Advantages of Vinyl Flooring
- Its moisture resistant
- It’s easy to clean
- It’s pretty simple to replace
- It’s affordable
Disadvantages of Vinyl Flooring
- Depending on your preference, this might not look appealing
Painting or Staining the Stairs
If you love your basement’s decor, you don’t have to cover the stairs. Instead, you should try painting or staining it and give it a new look. But make sure you pick light-colored paint if your basement has poor lighting.
You can easily create a multi-colored pattern or a stenciled design. Decorate your stair with confidence making sure that it matches the basement’s décor. Make sure you use products that meet the EPA standards for low volatile compounds and odor.
How to Paint Your Basement Stairs
- Sand the Steps
Prepare the steps by first sanding them lightly following the wood grain’s direction with medium-grit sandpaper. Make sure you have your dust mask on to protect yourself from inhaling the particles and protective eyewear. Finish the sanding process using your fine-grit sandpaper.

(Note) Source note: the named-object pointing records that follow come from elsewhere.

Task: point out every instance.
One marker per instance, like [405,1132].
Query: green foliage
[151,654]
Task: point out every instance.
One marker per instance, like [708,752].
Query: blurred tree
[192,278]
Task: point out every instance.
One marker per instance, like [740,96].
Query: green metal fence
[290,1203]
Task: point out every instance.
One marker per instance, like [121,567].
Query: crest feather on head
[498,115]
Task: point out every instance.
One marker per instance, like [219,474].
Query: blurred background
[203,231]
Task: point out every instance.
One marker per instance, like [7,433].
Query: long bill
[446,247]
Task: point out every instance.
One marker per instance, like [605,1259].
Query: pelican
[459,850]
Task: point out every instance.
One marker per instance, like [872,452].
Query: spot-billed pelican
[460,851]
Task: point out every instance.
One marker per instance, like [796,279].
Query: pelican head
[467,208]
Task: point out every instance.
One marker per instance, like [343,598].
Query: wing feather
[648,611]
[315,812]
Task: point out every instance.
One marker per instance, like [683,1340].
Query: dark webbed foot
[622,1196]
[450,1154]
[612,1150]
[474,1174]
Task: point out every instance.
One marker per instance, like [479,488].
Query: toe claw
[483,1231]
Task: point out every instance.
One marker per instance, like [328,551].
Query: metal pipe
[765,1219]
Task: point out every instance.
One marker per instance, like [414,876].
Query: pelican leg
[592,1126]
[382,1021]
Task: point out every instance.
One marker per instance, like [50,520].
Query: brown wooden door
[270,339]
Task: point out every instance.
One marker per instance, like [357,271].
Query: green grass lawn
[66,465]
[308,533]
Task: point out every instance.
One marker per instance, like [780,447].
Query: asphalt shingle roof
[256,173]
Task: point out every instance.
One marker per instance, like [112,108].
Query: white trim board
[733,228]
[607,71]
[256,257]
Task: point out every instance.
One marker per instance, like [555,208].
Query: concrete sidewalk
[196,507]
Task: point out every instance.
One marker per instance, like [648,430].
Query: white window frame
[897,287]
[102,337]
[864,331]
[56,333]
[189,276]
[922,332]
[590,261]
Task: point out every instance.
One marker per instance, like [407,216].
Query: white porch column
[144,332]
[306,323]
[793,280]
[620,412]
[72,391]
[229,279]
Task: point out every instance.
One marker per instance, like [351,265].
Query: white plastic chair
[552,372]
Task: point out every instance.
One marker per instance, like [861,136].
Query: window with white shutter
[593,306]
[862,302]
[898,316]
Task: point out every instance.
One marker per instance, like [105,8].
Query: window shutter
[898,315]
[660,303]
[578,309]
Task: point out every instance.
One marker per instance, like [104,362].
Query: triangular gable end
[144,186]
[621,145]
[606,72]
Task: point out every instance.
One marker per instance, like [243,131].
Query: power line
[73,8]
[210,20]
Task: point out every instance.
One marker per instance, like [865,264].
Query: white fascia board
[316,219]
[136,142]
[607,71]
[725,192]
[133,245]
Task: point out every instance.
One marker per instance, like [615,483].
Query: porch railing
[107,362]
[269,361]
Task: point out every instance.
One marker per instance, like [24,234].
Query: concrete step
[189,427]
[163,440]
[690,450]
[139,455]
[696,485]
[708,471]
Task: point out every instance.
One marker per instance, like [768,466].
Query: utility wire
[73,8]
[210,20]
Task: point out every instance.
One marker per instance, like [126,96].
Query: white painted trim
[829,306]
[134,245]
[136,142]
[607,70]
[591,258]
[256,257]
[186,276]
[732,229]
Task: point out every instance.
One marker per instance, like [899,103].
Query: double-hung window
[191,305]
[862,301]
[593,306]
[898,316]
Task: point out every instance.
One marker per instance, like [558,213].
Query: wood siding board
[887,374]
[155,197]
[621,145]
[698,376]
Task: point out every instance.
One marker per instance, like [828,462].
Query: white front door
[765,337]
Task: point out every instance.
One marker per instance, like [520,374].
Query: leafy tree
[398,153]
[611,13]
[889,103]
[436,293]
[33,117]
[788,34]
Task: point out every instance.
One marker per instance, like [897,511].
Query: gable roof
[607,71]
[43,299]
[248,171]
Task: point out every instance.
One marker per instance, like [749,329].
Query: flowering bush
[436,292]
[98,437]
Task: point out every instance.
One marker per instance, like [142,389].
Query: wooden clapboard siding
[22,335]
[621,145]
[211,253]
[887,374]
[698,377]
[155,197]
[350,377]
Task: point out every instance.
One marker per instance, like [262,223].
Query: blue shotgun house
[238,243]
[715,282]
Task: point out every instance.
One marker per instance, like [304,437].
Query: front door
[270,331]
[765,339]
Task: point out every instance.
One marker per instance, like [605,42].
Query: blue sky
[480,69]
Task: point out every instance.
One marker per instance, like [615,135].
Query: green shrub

Wash the steps using a paint prep solution or household cleaner. Dry them thoroughly using a rug before allowing the stairway to air dry.
- Prepare the Paint
Stir the paint for the basement stair thoroughly after opening the lid. And if your basement has mildew and mold issues, you can mix the paint with a mildew preventive solution. Luckily, mildew protection is usually incorporated in some of the paint brands, so make sure you confirm when buying the paint.
- Apply the Paint
Start by painting the stringers of the stair using your brush before proceeding to the risers. Make sure you paint the treads last. If your basement has another exit, you can start painting from top to bottom.
If you have no other exit, you can paint alternating treads and let them dry overnight before proceeding to the other treads while stepping on the dried ones. For a lasting effect, you can apply two coats of paint.
Advantages of Painting the Basement Stairs
- It’s an inexpensive solution
- Compared to the other finishing materials, paint is low maintenance
- It’s pretty easy to reapply
Disadvantages of Painting the Basement Stairs
- Some paints will cover the wood’s grain and prevent the steps from looking like wood.
What Can I Use to Cover My Basement Stairs?
Being in the basement means that the stair is exposed to a wide range of natural elements. Therefore, you must cover them with tiles, paint, vinyl, carpet, or in some cases, solid wood. These materials will help hide the stain left by mold and mildew.
Can I Install Luxury Vinyl on My Basement Stairs?
You can install luxury vinyl tiles on the basement stairway, and the outcome will be an excellent-looking house with matching tile floors. Luxury Vinyl tiles can create a cohesive design than most materials. Compared to carpets, Luxury Vinyl tiles are easier to clean.
Are Carpeted Stairs Dangerous?
Even though they increase traction, carpets can also be hazardous. Carpets can create a soft curved edge on the nose of the stair, which can be slippery, but this depends on the type of carpet used. Some carpet materials like polyester and olefin are slippery, so make sure you get the right option for your stairs.
Finishing your basement stairs has numerous advantages; other than beautifying your basement, it can also increase traction. Stairs tend to be very slippery, and finishing with the suitable material can lower the risk of people or pets falling down the stairs. The suitable material can also cover the stain left by mold and mildew.